Written by: David Lenton
What initially drew me to The Burlap Bears was an interest in how Patrick McDonough was going to turn teddy bears into something to be feared. Dolls and puppets already have something innately unsettling about them, because they take the human form and make it inhuman; while teddy bears, on the other hand, don’t quite have the same quality to them. So, I was intrigued.
Having since read the story, I’m now just…confused, and a little thankful that The Burlap Bears comes in at just over 60 pages.
I don’t understand what the bears – Billie and Jeffrey – are, or why they’re killing people. I don’t understand how they choose their victims, because even the suggested reasoning in the book is inconsistently applied. And I don’t understand about 90% of any of the characters’ actions – in part because they’re so unclearly defined that there’s no core personality traits against which to judge their actions, but also because many of their actions just don’t make any kind of sense, both within the logic of the story itself (insofar as any can be said to exist), and more broadly.

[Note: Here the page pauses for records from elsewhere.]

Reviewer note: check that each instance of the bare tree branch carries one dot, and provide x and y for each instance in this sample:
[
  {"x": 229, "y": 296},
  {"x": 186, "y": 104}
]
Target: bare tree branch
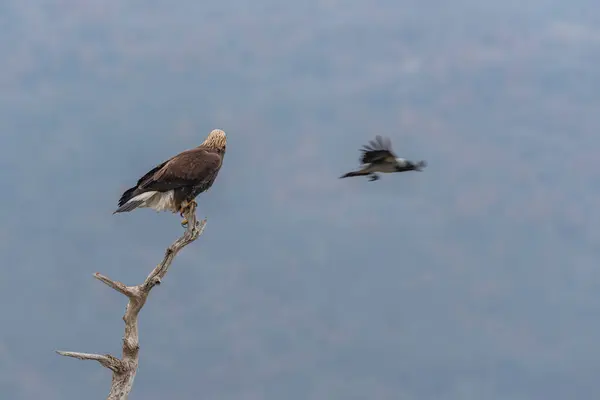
[{"x": 125, "y": 369}]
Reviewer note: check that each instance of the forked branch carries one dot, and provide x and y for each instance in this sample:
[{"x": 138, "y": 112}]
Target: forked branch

What I do understand, is that a major overhaul of everything in this story – largely made up of a collection of tired clichés and one-dimensional characters, wrapped in the plot from The Ring – would be required in order for it to be anywhere near worth reading.
It might seem harsh to say so, but as it stands, there are just so many fundamental flaws with The Burlap Bears that I can’t imagine anyone enjoying the experience of reading it. I know I certainly didn’t.